Der Machtkampf zwischen der ukrainischen Opposition und der Regierung in Kiew hat das Land nach den Worten von Ministerpräsident Nikolai Asarow in einen "unkontrollierbaren" Zustand versetzt. Tausende Demonstranten belagerten am Montag erneut das Regierungsviertel. Die Regierung rückte die Proteste in die Nähe eines "Staatsstreichs" und erhielt Rückendeckung aus Russland, während die Bundesregierung, die EU und die UN zum Dialog aufriefen.

Asarow äußerte sich bei einem Treffen mit europäischen Botschaftern. Er warf den Anführern der Kundgebungen vor, sich "illegaler Methoden" zu bedienen. Die oppositionellen Politiker hätten eine Radikalisierung der Proteste verursacht, so dass diese inzwischen einem "Staatsstreich" ähnelten.

Putin: Mehr Pogrom als Revolution

Der russische Präsident Wladimir Putin sagte bei einem Besuch in Armenien, die Ereignisse in der Ukraine erinnerten ihn "mehr an ein Pogrom als an eine Revolution". Die Kundgebungen würden aus dem Ausland gesteuert und hätten "nicht viel mit den Beziehungen zwischen der Ukraine und der Europäischen Union zu tun".

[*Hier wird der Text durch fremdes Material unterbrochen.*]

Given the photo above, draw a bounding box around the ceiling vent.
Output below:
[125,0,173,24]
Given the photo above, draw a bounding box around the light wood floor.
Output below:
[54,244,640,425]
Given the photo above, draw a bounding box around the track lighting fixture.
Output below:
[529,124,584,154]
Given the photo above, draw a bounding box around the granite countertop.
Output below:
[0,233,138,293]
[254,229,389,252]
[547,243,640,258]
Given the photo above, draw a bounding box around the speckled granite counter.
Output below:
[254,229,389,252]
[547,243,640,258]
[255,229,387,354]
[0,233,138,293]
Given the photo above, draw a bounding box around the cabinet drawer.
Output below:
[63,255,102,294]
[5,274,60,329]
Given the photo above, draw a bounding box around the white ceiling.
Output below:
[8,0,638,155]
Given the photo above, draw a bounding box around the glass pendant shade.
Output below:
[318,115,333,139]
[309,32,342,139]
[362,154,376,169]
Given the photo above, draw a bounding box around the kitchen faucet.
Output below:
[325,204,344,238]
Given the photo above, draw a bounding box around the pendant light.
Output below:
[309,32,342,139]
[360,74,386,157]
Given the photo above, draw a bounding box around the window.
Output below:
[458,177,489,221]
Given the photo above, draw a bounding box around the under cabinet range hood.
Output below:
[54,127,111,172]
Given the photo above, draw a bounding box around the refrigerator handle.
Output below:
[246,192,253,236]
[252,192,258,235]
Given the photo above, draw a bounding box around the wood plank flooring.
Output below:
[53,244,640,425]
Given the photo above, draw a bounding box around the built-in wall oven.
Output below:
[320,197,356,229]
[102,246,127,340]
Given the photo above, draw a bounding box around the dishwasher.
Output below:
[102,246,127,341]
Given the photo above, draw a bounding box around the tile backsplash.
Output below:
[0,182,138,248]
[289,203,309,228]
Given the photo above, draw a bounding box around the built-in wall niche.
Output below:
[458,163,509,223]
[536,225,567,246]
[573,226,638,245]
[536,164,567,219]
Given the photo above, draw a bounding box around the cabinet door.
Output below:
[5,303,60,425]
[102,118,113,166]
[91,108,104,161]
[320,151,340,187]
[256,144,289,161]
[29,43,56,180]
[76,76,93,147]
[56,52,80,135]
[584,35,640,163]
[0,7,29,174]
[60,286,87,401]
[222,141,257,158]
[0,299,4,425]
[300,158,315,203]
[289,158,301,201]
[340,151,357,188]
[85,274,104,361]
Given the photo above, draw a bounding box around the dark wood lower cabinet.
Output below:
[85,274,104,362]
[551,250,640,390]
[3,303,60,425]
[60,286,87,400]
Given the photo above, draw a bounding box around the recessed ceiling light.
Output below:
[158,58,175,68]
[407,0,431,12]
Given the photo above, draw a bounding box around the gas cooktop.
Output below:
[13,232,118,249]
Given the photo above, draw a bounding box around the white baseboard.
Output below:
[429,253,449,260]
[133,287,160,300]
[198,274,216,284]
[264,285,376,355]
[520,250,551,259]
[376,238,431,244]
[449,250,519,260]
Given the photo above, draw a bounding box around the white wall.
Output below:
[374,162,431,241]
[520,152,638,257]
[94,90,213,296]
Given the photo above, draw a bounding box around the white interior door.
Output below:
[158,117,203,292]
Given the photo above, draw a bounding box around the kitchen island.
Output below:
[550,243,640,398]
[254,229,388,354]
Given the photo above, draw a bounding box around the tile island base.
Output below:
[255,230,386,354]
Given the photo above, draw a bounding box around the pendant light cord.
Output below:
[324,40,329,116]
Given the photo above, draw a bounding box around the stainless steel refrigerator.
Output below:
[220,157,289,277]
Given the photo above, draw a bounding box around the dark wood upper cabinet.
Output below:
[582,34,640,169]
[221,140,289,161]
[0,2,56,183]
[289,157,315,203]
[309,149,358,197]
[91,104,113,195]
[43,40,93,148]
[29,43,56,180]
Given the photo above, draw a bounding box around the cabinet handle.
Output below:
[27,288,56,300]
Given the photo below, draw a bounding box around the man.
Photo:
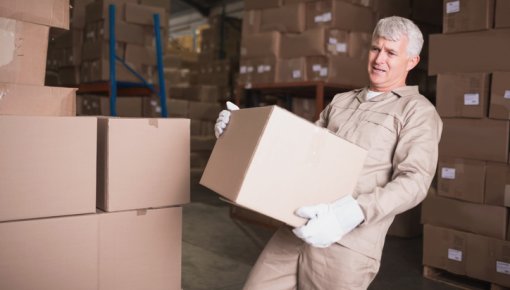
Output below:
[215,17,442,290]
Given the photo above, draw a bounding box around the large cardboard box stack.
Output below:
[422,0,510,287]
[239,0,411,88]
[0,0,189,289]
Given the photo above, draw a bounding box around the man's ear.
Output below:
[407,55,420,71]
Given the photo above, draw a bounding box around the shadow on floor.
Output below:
[182,185,456,290]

Die US-Regierung kritisierte Kiew dagegen scharf. Sprecher Jay Carney sagte, die "friedlichen Demonstrationen" dürften nicht in die Nähe eines Staatsstreichs gerückt werden. Das gewaltsame Vorgehen gegen Demonstranten sei "nicht akzeptabel". Auch UN-Generalsekretär Ban Ki Moon forderte nach Angaben seines Sprechers die Regierung in Kiew auf, das Recht auf freie Meinungsäußerung und das Recht auf friedliche Demonstrationen zu schützen.

Aufruf zum Gewaltverzicht

Wie Ban Ki Moon rief auch EU-Kommissionspräsident José Manuel Barroso beide Seiten zur Gewaltlosigkeit auf. Er habe Janukowitsch in einem Telefonat aufgefordert, umgehend den Dialog mit allen politischen Kräften zu suchen und die Bürgerrechte zu respektieren, hieß es in einer Erklärung. Janukowitsch kündigte demnach an, eine Delegation nach Brüssel zu schicken, um nochmals über Einzelheiten des geplatzten Assoziierungsabkommens zu diskutieren.

der ukrainische Regierungschef Nikolai Asarow (Foto: picture-alliance/dpa)
Nicht zimperlich bei seiner Wortwahl: der ukrainische Regierungschef Nikolai AsarowBild: picture-alliance/dpa

Auch die Bundesregierung rief alle Seiten zu einem Gewaltverzicht auf. Alle Konfliktparteien müssten dazu beitragen, dass es nicht zu einer weiteren Eskalation der Gewalt komme, sagte Regierungssprecher Steffen Seibert. Gleichzeitig forderte er die ukrainische Regierung dazu auf, alles zu tun, um die freie Meinungsäußerung und das Recht auf friedliche Demonstration zu schützen. Frankreichs Präsident François Hollande und Polens Ministerpräsidenten Donald Tusk verurteilten die Gewalt in Kiew ebenfalls und mahnten einen Dialog der politischen Lager an.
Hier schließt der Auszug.